The open secret of Washington memoirs is that they typically confirm what we already know or suspect. In the case of the excerpts from the forthcoming book by Robert Gates, who was Defense Secretary for two years under George W. Bush and two and a half under President Obama, this isn't reassuring.

Mr. Gates's revelations include that Mr. Obama and Hillary Rodham Clinton admitted that their opposition to the 2007 Iraq surge of troops was entirely political; that Vice President Joe Biden is a blowhard who "has been wrong on nearly every major foreign policy and national security issue over the past four decades"; that Mr. Obama didn't believe in his own Afghanistan strategy and wanted mainly to get out from the first day; that the White House national security staff is full of political operatives who like to push generals around, and that Congress is mostly a crowd of parochial-minded bullies.


None of this is news—at least not to anyone who has been paying reasonable attention. Mr. Gates's contribution is to provide confirming detail and judgment from a source the media consider credible, and in that sense his memoir is educational and disconcerting.

That's especially so on matters of war, when American lives are on the line. Whatever one thinks of the 2003 decision to go to war in Iraq, Mr. Bush's 2007 troop surge and strategy shift were gutsy calls and an historic success. They defeated al Qaeda in Iraq and created space for a long-term U.S.-Iraqi partnership that Mr. Obama later abandoned by refusing to leave some troops behind a la South Korea or Japan.

Readers may recall that at the height of the surge in September 2007, General David Petraeus reported to the Senate on its early but still uncertain progress. Then Senators Obama and Clinton were withering in their attacks on the surge and its chances for success.

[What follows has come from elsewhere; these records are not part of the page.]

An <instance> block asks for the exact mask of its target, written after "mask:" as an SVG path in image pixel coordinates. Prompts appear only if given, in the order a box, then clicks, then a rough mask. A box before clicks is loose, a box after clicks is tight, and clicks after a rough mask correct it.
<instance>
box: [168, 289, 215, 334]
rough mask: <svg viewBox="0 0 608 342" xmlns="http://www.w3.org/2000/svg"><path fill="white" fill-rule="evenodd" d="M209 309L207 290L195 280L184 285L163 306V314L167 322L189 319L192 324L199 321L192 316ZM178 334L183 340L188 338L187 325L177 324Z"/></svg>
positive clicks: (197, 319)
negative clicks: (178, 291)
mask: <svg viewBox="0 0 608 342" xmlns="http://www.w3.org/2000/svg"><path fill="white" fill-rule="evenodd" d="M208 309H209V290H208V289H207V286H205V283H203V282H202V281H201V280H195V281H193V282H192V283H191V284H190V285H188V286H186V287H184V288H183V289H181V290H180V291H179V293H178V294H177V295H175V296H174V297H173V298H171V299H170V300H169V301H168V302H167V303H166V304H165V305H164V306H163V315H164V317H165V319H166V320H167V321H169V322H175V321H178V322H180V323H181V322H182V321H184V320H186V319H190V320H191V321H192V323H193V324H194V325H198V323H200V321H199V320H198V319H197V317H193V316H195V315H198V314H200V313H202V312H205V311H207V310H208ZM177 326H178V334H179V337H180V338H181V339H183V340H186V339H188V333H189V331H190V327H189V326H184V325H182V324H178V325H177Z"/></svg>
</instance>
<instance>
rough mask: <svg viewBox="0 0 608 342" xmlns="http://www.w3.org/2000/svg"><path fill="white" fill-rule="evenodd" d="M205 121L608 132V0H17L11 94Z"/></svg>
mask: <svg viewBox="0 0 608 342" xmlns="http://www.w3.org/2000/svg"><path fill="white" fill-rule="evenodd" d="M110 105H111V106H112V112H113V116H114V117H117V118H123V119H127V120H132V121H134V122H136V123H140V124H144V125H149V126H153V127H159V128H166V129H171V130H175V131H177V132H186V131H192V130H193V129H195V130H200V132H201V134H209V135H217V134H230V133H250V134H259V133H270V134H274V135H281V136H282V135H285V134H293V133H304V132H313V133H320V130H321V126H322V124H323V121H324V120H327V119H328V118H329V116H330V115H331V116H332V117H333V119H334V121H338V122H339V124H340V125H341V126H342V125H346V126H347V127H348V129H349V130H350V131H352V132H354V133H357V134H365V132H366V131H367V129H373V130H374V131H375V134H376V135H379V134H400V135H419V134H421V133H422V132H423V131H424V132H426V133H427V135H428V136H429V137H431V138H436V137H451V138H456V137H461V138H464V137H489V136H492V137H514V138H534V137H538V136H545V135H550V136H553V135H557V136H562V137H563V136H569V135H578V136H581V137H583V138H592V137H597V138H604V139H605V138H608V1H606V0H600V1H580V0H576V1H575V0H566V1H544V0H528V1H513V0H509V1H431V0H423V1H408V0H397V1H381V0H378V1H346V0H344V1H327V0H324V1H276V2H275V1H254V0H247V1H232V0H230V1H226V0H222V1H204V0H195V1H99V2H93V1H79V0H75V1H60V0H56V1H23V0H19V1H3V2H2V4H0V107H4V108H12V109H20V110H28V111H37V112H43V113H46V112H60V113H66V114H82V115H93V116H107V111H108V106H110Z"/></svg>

After the duo had ascended to the executive branch, Mr. Gates writes that in one meeting "Hillary told the president [Obama] that her opposition to the [2007] surge in Iraq had been political because she was facing him in the Iowa primary. . . . The president conceded vaguely that opposition to the Iraq surge had been political. To hear the two of them making these admissions, and in front of me, was as surprising as it was dismaying."

Mr. Obama won the Presidency despite his dreadful surge judgment, but his habit of treating war mainly as domestic politics has carried over to the Oval Office and undermined his own policies. That's especially true in Afghanistan, as Mr. Gates reports that by early 2010 he had concluded that the President "doesn't believe in his own strategy, and doesn't consider the war to be his. For him, it's all about getting out."

This was only weeks after Mr. Obama had ordered a troop surge in which thousands of Americans gave their lives. Mr. Gates's revelations explain why Mr. Obama has so rarely spoken about the Afghan mission to the American people, why he undermined it with an exit date before it even began, and why the Taliban and Pakistan have figured they can wait us out.

As for Mrs. Clinton, she's supposed to be made of sterner stuff. But her cynical surge opposition, despite counsel from such Petraeus intimates as former General Jack Keane, should be a mark against her as a potential President. Mr. Obama lacked any convictions on war, but Mrs. Clinton lacked the courage of hers.

The Gates book may be most troubling for what it says about the three long years left in Mr. Obama's second term—which also makes us wonder why he didn't go public sooner, at the time he left office. He describes a President who knows he must invoke the traditional rhetorical markers of U.S. foreign policy—a strong defense, credibility with allies, democracy and human rights—yet whose every impulse is to leave the world to its own devices. That's especially dangerous when the American public is in an inward-looking mood. The U.S. needs a President willing to make the case for continued American engagement and leadership.

Mr. Gates's account also helps to explain why America's friends are worried (Israel) or increasingly going their own way (the Saudis), while our enemies (Iran, al Qaeda) are confident that now is a time to advance. They didn't need a memoir to draw those conclusions, but they too have taken the measure of Mr. Obama and the lack of will behind his words.

With such a President, it is going to be up to some of Congress's few grown-ups to steer the country away from the dangers ahead and avoid lasting damage to U.S. security and world order. Any candidates?